Dr. Wouter Ouwerkerk, Department of Clinical Epidemiology, Biostatistics and Bioinformatics, Academic Medical Center, P.O. 22660, room J1B-207, Meibergdreef 9, 1105 AZ Amsterdam, the Netherlands.

## Abstract

The present paper systematically reviews and compares existing prediction models in order to establish the strongest variables, models, and model characteristics in patients with heart failure predicting outcome. To improve decision making accurately predicting mortality and heart-failure hospitalization in patients with heart failure can be important for selecting patients with a poorer prognosis or nonresponders to current therapy, to improve decision making.

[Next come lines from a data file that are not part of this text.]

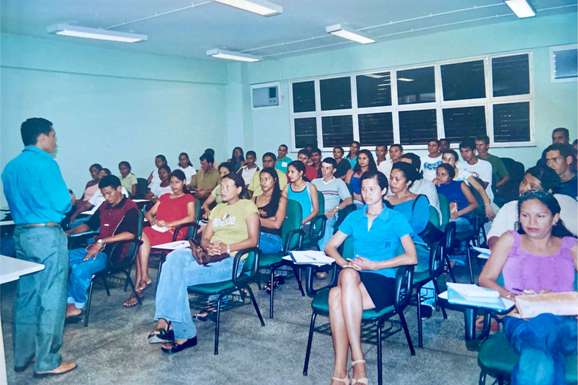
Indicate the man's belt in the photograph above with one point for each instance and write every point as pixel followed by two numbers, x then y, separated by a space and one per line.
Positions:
pixel 32 225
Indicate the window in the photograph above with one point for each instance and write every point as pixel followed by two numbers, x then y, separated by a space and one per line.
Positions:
pixel 335 94
pixel 305 132
pixel 489 95
pixel 464 122
pixel 511 75
pixel 337 130
pixel 511 122
pixel 303 96
pixel 417 127
pixel 463 80
pixel 416 85
pixel 375 129
pixel 374 90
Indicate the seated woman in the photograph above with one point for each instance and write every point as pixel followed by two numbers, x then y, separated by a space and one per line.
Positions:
pixel 415 208
pixel 540 256
pixel 368 281
pixel 169 211
pixel 301 191
pixel 164 187
pixel 127 178
pixel 538 178
pixel 272 206
pixel 460 197
pixel 215 196
pixel 233 226
pixel 364 163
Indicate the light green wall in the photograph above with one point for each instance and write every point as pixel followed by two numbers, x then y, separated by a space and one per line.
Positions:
pixel 109 105
pixel 554 103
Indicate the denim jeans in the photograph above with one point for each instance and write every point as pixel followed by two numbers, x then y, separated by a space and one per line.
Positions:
pixel 180 271
pixel 40 304
pixel 81 272
pixel 542 343
pixel 270 243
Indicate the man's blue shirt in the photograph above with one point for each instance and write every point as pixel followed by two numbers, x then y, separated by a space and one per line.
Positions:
pixel 34 188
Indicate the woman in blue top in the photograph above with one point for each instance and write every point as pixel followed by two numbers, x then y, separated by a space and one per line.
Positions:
pixel 367 281
pixel 365 162
pixel 301 191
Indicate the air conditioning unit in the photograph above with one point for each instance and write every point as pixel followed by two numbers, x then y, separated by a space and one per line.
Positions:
pixel 265 95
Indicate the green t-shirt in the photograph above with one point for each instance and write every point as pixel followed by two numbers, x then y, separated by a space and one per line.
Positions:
pixel 230 221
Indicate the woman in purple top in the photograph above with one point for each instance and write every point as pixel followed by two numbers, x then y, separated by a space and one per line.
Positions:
pixel 540 257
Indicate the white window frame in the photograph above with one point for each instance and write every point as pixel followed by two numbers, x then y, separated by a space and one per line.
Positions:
pixel 553 65
pixel 438 105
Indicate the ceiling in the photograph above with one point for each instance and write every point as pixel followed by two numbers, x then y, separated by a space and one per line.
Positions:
pixel 190 28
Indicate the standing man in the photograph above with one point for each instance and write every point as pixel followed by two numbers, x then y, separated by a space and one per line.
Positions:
pixel 38 199
pixel 282 159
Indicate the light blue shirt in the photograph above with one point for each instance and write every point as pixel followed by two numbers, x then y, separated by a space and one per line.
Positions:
pixel 34 188
pixel 382 241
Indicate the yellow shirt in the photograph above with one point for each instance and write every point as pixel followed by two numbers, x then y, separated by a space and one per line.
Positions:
pixel 230 221
pixel 255 185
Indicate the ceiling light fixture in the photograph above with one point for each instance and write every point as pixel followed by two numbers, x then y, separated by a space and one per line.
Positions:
pixel 521 8
pixel 95 33
pixel 232 55
pixel 260 7
pixel 338 30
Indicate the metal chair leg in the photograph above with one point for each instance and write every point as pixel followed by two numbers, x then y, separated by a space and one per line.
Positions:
pixel 255 305
pixel 406 331
pixel 309 343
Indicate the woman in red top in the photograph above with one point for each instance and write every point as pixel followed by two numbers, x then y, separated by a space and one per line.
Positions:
pixel 170 210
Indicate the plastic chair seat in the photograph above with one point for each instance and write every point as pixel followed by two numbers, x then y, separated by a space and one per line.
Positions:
pixel 497 358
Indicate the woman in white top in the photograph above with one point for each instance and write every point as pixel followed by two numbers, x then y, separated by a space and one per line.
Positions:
pixel 186 166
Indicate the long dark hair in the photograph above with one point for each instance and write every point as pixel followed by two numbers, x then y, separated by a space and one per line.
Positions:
pixel 239 182
pixel 548 200
pixel 370 167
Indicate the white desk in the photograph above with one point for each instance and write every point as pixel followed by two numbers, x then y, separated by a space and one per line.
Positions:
pixel 11 269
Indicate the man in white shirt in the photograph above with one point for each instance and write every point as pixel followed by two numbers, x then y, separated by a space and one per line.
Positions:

MEDLINE/PubMed was searched for papers dealing with heart failure prediction models. To identify similar models on the basis of their variables hierarchical cluster analysis was performed. Meta-analysis was used to estimate the mean predictive value of the variables and models; meta-regression was used to find characteristics that explain variation in discriminating values between models. We identified 117 models in 55 papers. These models used 249 different variables. The strongest predictors were blood urea nitrogen and sodium. Four subgroups of models were identified. Mortality was most accurately predicted by prospective registry-type studies using a large number of clinical predictor variables. Mean C-statistic of all models was 0.66 ± 0.0005, with 0.71 ± 0.001, 0.68 ± 0.001 and 0.63 ± 0.001 for models predicting mortality, heart failure hospitalization, or both, respectively. There was no significant difference in discriminating value of models between patients with chronic and acute heart failure. Prediction of mortality and in particular heart failure hospitalization in patients with heart failure remains only moderately successful. The strongest predictors were blood urea nitrogen and sodium. The highest C-statistic values were achieved in a clinical setting, predicting short-term mortality with the use of models derived from prospective cohort/registry studies with a large number of predictor variables.

Heart failure (HF) is a major cause of cardiovascular mortality and morbidity (1), and its prevalence and incidence is increasing (2). Despite wider use of evidence-based medical therapy and preventive device therapy, the prognosis remains poor (3,4).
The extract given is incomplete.